All grades for undergraduates will be posted on Blackboard.

blog posts (8 @ 5% each for 40%): You will post eight times to the course website. Each post will be no more than 500 words in length (please use word count).

Four of the posts can be devoted to either of the following:

  • reviews of assigned readings for dates you’ll sign up for on the first day of class
  • using assigned readings to analyze games that you’ve played

The four remaining posts must be 500 word responses to blog posts by other students in the class.

Before you post, please read the commenting policy at the Fembot Project which is what we’ll adhere to on our own blog. I’d like to model rigorous, collegial, and productive discussions on the course website and in order to do that, we all need to understand what the rules are.

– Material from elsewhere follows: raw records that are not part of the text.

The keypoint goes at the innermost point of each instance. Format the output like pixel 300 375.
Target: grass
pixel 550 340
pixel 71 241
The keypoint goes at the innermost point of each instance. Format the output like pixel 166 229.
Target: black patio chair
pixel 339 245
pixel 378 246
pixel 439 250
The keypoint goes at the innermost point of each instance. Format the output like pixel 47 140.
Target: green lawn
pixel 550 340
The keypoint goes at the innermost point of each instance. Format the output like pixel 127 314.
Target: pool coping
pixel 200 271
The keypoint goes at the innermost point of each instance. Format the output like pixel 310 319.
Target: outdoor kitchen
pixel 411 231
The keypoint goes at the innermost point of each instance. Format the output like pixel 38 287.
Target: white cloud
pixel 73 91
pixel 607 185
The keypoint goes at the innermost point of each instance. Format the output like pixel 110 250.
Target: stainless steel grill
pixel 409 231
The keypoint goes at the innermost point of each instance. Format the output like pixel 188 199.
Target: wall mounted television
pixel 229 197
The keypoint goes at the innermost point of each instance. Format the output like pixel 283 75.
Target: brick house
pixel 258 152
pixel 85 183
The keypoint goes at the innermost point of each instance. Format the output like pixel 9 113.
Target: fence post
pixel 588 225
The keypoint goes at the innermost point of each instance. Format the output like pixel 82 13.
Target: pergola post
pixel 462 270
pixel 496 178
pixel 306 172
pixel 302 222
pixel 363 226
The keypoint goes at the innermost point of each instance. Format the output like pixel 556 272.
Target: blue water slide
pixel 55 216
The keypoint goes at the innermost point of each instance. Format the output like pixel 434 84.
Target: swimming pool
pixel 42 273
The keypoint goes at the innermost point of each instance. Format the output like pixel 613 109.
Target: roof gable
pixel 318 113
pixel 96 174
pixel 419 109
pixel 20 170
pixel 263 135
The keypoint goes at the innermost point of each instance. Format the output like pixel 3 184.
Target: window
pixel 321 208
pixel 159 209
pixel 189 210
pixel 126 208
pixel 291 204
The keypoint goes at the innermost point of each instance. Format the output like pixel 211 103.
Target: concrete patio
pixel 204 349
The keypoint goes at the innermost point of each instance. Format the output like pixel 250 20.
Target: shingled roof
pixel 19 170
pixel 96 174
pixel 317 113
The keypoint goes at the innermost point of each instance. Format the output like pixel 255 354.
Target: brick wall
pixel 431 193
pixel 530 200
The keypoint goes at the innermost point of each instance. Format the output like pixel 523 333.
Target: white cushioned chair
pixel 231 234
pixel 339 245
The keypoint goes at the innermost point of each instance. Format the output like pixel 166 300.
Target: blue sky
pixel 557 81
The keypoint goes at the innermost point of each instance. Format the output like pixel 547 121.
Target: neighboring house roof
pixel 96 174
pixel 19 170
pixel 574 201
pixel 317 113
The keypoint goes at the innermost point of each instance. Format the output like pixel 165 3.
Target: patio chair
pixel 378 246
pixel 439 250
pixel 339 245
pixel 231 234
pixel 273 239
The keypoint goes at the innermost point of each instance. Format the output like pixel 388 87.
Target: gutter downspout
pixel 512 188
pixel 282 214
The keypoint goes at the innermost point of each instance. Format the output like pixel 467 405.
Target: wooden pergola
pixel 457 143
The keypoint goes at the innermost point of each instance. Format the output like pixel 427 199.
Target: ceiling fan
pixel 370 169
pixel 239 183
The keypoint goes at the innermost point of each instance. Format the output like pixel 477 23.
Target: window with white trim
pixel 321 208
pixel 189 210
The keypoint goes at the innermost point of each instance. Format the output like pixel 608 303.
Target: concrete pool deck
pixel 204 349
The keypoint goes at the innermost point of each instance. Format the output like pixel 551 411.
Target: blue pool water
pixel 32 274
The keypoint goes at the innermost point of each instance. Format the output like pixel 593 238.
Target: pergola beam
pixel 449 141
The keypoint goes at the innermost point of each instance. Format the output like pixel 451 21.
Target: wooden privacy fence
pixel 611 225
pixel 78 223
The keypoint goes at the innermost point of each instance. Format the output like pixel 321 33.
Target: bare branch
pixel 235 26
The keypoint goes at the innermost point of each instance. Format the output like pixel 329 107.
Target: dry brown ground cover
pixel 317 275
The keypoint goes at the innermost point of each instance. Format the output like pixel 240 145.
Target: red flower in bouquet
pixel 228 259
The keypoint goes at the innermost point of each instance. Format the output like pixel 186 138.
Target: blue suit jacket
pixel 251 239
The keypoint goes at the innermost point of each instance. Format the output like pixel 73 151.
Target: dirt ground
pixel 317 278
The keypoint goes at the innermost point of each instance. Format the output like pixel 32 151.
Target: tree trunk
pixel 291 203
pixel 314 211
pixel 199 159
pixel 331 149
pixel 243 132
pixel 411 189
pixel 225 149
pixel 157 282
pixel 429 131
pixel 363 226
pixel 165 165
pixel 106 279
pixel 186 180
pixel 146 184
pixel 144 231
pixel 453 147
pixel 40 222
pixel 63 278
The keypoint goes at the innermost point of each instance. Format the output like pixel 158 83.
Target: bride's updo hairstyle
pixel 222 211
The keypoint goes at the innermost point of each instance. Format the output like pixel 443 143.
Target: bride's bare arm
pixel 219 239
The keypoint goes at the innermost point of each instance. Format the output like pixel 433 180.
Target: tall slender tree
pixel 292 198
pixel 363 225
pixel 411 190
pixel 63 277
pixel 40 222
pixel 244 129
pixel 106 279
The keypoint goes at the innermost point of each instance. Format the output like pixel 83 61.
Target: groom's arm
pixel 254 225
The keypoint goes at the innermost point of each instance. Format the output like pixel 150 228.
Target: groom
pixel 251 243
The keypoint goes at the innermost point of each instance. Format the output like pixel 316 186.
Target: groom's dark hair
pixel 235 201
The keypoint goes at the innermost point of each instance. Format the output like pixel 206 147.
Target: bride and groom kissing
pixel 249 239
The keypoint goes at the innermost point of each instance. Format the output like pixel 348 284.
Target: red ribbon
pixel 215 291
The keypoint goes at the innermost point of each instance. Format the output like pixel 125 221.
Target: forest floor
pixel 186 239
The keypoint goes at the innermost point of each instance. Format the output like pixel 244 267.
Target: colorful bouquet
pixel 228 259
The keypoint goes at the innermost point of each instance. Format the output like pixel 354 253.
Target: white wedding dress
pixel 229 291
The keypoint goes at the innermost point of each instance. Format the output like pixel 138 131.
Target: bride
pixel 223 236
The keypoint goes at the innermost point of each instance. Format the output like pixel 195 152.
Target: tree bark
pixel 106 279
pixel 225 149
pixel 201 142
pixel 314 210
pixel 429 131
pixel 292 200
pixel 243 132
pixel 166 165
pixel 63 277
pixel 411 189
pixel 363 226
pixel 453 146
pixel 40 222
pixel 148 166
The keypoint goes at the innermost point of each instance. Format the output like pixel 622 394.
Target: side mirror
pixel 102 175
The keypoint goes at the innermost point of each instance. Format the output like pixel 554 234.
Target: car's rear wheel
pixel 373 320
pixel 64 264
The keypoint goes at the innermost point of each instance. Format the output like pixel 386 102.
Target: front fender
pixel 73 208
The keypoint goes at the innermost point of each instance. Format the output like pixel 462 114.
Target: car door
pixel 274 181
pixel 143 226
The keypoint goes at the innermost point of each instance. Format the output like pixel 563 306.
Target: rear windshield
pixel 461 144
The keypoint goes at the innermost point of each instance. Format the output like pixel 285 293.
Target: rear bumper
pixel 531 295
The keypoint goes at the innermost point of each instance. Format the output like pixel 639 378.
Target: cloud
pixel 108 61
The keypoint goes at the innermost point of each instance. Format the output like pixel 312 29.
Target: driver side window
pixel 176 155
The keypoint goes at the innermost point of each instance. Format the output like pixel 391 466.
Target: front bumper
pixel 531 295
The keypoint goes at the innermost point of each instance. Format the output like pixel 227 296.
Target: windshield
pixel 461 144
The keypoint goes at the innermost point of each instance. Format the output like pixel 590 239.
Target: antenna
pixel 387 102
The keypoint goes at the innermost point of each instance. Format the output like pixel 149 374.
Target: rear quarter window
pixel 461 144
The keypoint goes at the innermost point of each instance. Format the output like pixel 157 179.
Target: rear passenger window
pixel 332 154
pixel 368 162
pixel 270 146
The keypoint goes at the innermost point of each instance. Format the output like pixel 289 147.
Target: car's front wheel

game demo (10%): In groups of three, and with the assistance of UO librarians, you will be responsible for demonstrating a videogame in class and providing a brief presentation on the history and production of that game. Game demos will be no more than 20 minutes in length. You will sign up for game demos on the second day of class.

draft bibliography (10%): Videogames aren’t just about fun. They’re also about scholarship and good scholarship requires research. Without a strong bibliography, you’ll spend a lot of time spinning your research wheels, wondering, “How do I know that” or “Where did I read that bit of information?” Your draft bibliography (due week 5) for your extended blog post should be comprehensive, building on resources you will use for your blog posts and responses. You are strongly encouraged to use Endnote, Zotero, or Mendeley as you build your bibliography. It must be formatted using The Chicago Manual of Style, 16th ed. This assignment is weighted heavily to encourage you to start your research early. Credit will be given primarily for content (the breadth, depth, and creativity of your research).

extended blog post (2,500 words) (30%): In teams of two, you will create a final post for the course site. This final post should be an extended piece of writing — not an essay intended for my eyes alone (e.g. you should incorporate visual elements into it and think about it as something that other people will be looking at online). In it, you could offer a meditation on videogames as an art form, using some of the readings we’ll read for the course, as well as sources you’ve developed for your bibliography. You could criticize a genre of games. You could write about the political potential of games. You could write about the rich world of fan-related activities. You could write about all the productive (or non-productive) time people spend playing games. You could compare and contrast the experience of playing a board game with the experience of playing an online version. The main requirement is that you use assigned readings and bibliographic sources to produce an original contribution to how we’re thinking about games and gaming in 2013, grounded in research and cognizant of the fact that what distinguishes scholarly writing from fan writing is the former’s grounding in research.

These final posts must be posted on the website by 5 pm, March 17, 2013.

Participation (10%): Participation grades will be evaluated on the basis of two things:

1. Participation in class discussion (as well as preparation, which is evident in the level and quality of participation – this is a reminder to do the readings)

2. Participation on the website beyond the assigned contributions. Here I’m looking for evidence that you’ve read each others’ posts, responded in a manner that demonstrates that you’ve put some thought into your response, added links and ideas to the website, and generally helped contribute content.

The participation grade is a cumulative grade, meaning that a number of posts in the last two weeks of class won’t count for as much as consistent posts across the quarter.